The term EBox refers to an exabyte-scale system. Mao says that, at this scale, “failure domains shift from server-level to rack-level, homogeneity of systems become critical in order to optimize their hardware supply chain, and better overall utilization of data center rack space and power.”

Write speed increase

Denworth has written a blog, “We’ve Got The Write Stuff… Baby”, about VAST increasing its system’s write speed as the increasing scale of AI training processing means a greater need for checkpointing at intervals during a job. The idea is it would safeguard against re-running the whole job if an infrastructure component fails. We saw a copy of the blog before it went live, and Denworth says: “Large AI supercomputers are starting to shift the balance of read/write I/O and we at VAST want to evolve with these evolutions. Today, we’re announcing two new software advancements that will serve to make every VAST cluster even faster for write-intensive operations.”

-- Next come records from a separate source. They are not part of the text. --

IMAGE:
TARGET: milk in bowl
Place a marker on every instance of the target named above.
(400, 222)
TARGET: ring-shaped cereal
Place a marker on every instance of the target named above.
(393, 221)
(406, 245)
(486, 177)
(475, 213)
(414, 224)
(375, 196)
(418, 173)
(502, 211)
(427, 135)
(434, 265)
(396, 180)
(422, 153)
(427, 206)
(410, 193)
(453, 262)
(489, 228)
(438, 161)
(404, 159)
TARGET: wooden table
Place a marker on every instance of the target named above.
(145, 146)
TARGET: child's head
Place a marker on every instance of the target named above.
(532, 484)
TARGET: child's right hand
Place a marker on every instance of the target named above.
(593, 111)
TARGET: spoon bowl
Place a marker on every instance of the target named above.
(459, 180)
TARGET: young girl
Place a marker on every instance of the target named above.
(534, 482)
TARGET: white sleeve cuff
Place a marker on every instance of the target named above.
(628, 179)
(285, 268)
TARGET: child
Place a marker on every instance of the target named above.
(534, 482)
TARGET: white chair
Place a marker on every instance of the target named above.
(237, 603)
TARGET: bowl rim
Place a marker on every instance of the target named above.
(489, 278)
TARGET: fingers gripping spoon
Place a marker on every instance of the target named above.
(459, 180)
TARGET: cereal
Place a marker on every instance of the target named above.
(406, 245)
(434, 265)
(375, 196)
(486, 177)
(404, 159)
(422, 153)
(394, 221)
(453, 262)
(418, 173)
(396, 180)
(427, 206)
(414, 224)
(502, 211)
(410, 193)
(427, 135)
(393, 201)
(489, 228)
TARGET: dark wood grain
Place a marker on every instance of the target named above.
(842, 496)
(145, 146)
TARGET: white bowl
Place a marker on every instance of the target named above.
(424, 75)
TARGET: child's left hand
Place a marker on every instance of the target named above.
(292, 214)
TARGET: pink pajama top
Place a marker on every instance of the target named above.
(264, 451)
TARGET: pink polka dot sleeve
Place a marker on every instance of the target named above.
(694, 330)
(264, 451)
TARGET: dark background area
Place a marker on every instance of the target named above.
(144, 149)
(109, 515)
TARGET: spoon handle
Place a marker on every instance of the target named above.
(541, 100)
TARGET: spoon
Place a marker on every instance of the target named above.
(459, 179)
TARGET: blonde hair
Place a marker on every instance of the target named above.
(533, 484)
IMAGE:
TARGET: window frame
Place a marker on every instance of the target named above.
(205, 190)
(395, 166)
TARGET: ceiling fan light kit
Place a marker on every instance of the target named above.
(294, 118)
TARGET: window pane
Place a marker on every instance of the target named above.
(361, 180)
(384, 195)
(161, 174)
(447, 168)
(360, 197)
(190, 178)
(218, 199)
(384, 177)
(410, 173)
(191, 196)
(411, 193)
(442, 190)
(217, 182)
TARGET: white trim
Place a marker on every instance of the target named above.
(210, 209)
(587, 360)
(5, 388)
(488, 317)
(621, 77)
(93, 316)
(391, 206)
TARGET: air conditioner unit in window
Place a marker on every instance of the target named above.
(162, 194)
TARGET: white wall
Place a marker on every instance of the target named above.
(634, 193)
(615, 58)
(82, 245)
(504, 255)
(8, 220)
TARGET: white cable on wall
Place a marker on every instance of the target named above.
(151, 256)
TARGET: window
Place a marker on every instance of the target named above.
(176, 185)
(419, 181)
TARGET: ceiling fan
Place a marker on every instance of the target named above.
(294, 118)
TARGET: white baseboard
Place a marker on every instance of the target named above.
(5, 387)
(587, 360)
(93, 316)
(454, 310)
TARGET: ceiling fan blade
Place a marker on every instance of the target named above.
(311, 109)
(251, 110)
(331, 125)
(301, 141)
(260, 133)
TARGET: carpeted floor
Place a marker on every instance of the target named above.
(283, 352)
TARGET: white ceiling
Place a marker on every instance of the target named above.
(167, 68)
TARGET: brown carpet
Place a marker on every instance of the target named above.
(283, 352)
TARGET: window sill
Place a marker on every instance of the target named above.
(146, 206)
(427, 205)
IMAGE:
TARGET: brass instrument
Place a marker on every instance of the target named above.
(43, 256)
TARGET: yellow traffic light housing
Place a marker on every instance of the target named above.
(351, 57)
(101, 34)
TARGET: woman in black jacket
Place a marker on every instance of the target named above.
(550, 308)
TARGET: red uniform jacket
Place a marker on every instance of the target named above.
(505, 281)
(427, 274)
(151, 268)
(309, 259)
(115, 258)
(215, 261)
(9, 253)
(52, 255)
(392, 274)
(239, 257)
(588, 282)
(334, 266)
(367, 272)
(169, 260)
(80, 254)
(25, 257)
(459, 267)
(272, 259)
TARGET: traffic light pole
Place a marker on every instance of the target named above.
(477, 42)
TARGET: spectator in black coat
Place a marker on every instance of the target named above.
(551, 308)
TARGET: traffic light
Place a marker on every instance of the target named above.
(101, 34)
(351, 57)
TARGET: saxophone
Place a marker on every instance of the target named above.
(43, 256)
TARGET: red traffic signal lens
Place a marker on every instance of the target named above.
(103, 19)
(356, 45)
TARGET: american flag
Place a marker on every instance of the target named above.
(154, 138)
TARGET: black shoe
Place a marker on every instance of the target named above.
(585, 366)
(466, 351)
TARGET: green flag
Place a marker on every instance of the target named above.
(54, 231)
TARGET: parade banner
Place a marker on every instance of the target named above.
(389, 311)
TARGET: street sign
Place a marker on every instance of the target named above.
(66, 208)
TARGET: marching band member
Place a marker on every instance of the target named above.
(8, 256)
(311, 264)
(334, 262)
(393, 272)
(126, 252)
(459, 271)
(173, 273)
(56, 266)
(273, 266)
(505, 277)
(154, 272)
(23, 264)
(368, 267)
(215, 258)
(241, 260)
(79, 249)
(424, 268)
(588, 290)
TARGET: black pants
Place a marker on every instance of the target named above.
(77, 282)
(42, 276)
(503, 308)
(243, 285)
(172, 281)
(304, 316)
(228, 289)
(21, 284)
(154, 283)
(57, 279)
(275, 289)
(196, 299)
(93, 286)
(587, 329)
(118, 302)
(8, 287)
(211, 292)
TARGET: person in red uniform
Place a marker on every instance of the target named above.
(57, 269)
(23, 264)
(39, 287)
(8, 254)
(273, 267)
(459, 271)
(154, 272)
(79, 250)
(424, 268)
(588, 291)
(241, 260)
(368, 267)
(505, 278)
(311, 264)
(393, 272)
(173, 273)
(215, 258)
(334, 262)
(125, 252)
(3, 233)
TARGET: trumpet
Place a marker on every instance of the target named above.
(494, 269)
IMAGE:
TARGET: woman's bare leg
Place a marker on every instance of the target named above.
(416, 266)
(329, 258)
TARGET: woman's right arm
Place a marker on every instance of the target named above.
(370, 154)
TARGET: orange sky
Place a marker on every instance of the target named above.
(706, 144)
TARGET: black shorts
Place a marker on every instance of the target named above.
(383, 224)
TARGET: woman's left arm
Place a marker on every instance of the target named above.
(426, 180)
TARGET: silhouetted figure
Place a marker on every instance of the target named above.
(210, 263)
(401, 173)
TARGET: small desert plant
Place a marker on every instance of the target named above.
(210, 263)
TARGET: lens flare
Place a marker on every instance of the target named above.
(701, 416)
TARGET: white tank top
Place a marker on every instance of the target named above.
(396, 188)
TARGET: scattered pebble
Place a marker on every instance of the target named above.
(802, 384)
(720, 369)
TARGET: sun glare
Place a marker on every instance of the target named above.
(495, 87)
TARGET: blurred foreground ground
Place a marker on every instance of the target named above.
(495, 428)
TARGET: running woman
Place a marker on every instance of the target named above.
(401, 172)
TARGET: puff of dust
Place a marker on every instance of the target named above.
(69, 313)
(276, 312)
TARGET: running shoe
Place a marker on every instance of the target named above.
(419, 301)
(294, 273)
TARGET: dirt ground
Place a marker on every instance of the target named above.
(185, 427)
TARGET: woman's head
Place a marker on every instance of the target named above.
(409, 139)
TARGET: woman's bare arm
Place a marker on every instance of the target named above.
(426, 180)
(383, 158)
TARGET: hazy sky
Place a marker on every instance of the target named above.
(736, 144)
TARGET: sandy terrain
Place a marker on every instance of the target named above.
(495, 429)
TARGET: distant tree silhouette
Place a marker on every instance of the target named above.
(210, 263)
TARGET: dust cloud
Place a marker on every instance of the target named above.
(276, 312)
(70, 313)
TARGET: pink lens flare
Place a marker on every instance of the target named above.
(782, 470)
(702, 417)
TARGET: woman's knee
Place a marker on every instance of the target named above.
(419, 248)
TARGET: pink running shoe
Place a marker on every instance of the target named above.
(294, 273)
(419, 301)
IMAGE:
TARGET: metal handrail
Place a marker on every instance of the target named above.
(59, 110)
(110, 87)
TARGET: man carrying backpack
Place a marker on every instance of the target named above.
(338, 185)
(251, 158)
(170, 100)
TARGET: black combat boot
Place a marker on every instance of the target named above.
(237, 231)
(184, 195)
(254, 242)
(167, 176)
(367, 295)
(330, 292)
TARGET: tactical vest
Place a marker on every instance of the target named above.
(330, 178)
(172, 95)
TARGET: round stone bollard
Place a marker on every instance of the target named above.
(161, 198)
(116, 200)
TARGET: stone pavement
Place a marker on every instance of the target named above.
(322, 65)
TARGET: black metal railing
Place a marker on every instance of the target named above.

They are SCM RAID and Spillover. Regarding Storage-Class Memory (SCM) RAID, Denworth writes: “To date, all writes into a VAST system have been mirrored into storage class memory devices (SCM). Mirroring data is not as performance-efficient as using erasure codes. … Starting in 5.1 (available in April, 2024), we’re proud to announce that the write path will now be accelerated by RAIDing data as it flows into the system’s write buffer. This simple software update will introduce a performance increase of 50 performance.”

Currently write buffers in a VAST system are the SCM drives with their fixed capacity, which can be less than the capacity needed for a checkpointed AI job. So: “Later this summer (2024), version 5.2 of VAST OS will support a new mode where large checkpoint writes will spillover to also write directly into QLC flash. This method intelligently detects when the system is frequently being written to and allows large, transient writes to spillover into QLC flash.”

All-in-all these two changes will help reduce the VAST hardware needed for AI training: “When considering how we configure these systems for large AI computers, write-intensive configurations will see a 62 percent reduction in required hardware within 6 months time. … If we take our performance sizing for NVIDIA DGX SuperPOD as a benchmark, our write flow optimizations dramatically reduce the amount of hardware needed for a single Scalable Unit (SU).”  

VAST Data will be exhibiting at NVIDIA GTC  at Booth #1424.